Alapfogalmak
The authors propose an Entity-Aware Multimodal Alignment Framework to improve news image captioning by addressing challenges with entity recognition in MLLMs.
Kivonat
The study introduces a framework to enhance news image captioning by focusing on entity recognition. It highlights the limitations of common MLLMs and presents experiments showing improved results in CIDEr score and entity generation. The proposed method aligns multimodal information to refine textual input context, leading to better performance.
The study emphasizes the importance of handling entities in news image captioning tasks and showcases the effectiveness of their proposed alignment framework. By conducting experiments on two datasets, the authors demonstrate superior results compared to existing models. The approach involves training models on multiple tasks simultaneously and refining textual input based on aligned multimodal information.
Key points include:
- Introduction of Entity-Aware Multimodal Alignment Framework for News Image Captioning.

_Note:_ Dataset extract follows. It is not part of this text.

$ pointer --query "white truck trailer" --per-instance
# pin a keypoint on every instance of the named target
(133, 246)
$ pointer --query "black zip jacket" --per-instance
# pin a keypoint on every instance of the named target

- Challenges with entity recognition in MLLMs for news image captioning.
- Experiments showing improved results in CIDEr score and entity generation.
- Importance of aligning multimodal information to refine textual input context.
- Superior performance demonstrated through experiments on two datasets.
Statisztikák
Common MLLMs are not good at generating entities in zero-shot setting.
Proposed method achieves better results than previous state-of-the-art models in CIDEr score (72.33 -> 86.29) on GoodNews dataset and (70.83 -> 85.61) on NYTimes800k dataset.
Idézetek
"Our method achieves better results than previous state-of-the-art models."
"MLLMs are more powerful models but struggle with entity recognition."